Tue Jun 18, 2019, 08:31 AM

4. NYT's in-house editorial cartoonist, Chabbatte, on being pushed out:

I’m afraid this is not just about cartoons, but about journalism and opinion in general. We are in a world where moralistic mobs gather on social media and rise like a storm, falling upon newsrooms in an overwhelming blow. This requires immediate counter-measures by publishers, leaving no room for ponderation or meaningful discussions. Twitter is a place for furor, not debate. The most outraged voices tend to define the conversation, and the angry crowd follows in.

Over the last years, with the Cartooning for Peace Foundation we established with French cartoonist Plantu and the late Kofi Annan - a great defender of cartoons - or on the board of the Association of American Editorial Cartoonists, I have consistently warned about the dangers of those sudden (and often organized) backlashes that carry everything in their path. If cartoons are a prime target it’s because of their nature and exposure: they are an encapsulated opinion, a visual shortcut with an unmatched capacity to touch the mind. That’s their strength, and their vulnerability. They might also be a revealor of something deeper. More than often, the real target, behind the cartoon, is the media that published it.

“Political cartoons were born with democracy.
And they are challenged when freedom is.“

... Along with The Economist, featuring the excellent Kal, The New York Times was one of the last venues for international political cartooning - for a U.S. newspaper aiming to have a meaningful impact worldwide, it made sense. Cartoons can jump over borders. Who will show the emperor Erdogan that he has no clothes, when Turkish cartoonists can’t do it ? – one of them, our friend Musa Kart, is now in jail. Cartoonists from Venezuela, Nicaragua and Russia were forced into exile. Over the last years, some of the very best cartoonists in the U.S., like Nick Anderson and Rob Rogers, lost their positions because their publishers found their work too critical of Trump. Maybe we should start worrying. And pushing back. Political cartoons were born with democracy. And they are challenged when freedom is.

“The power of images
has never been so big.“

Curiously, I remain positive. This is the era of images. In a world of short attention span, their power has never been so big. ...

This suppression happened long with with universities, angry mobs destroying the careers of researchers whose results revealed unwelcome truths and threatening the universities themselves.

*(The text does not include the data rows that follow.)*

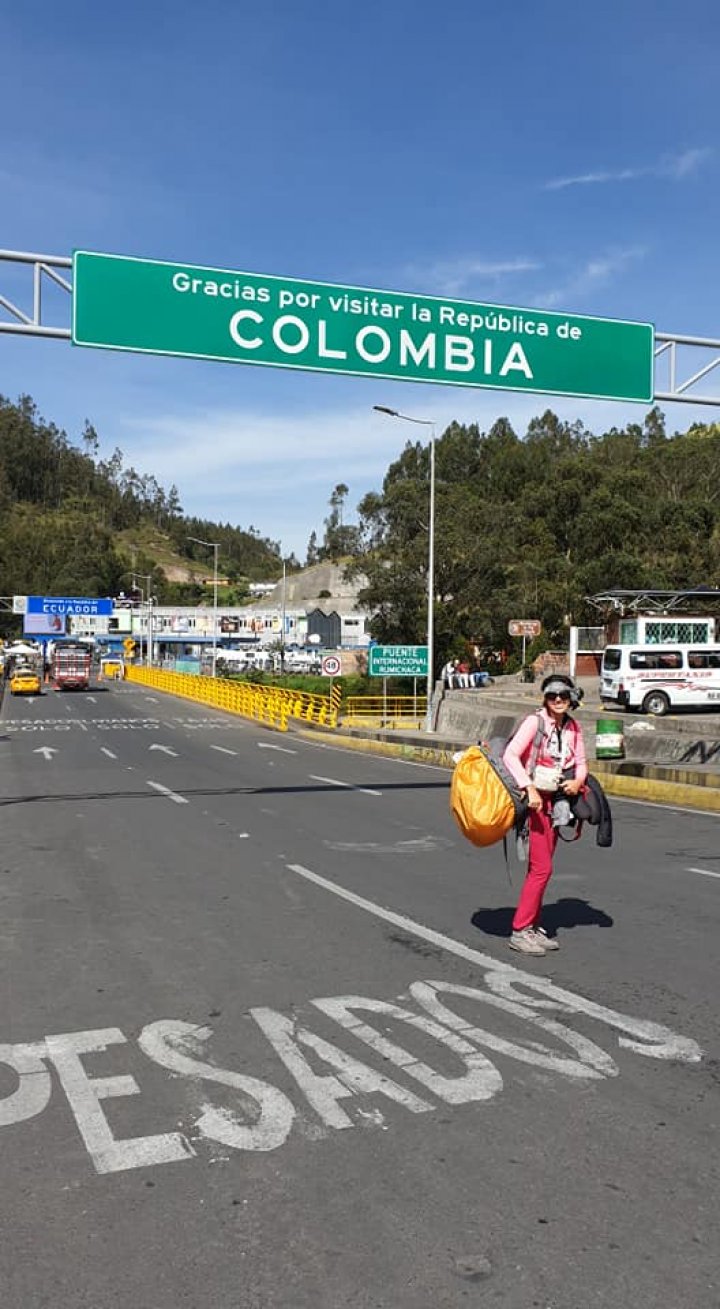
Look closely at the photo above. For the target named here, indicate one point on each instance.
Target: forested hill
(75, 524)
(529, 525)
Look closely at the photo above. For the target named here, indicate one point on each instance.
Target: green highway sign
(398, 661)
(161, 308)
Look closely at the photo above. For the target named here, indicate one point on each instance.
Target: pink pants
(543, 841)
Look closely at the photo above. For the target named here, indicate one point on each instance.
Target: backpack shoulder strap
(537, 742)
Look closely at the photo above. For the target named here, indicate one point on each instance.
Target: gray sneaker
(550, 943)
(526, 941)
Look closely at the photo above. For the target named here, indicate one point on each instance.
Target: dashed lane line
(347, 786)
(168, 793)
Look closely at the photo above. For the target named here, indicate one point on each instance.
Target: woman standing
(550, 770)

The biggest mobs are formed on the right to close down speech, but they also rise on the far left. Anyone who's searched for cartoons knows that by far most specifically attack and misportray Democrats and liberalism and that they are clearly created to deliver inflammatory deception straight to emotional centers, bypassing reason. There are so many of this sort that they're apparently a valuable and intensely used propaganda tool.

But not without some direction, the same mobs inflamed by those cartoons are achieving success in suppressing the kind of cartoons meant to portray truth in striking, powerful simplicity.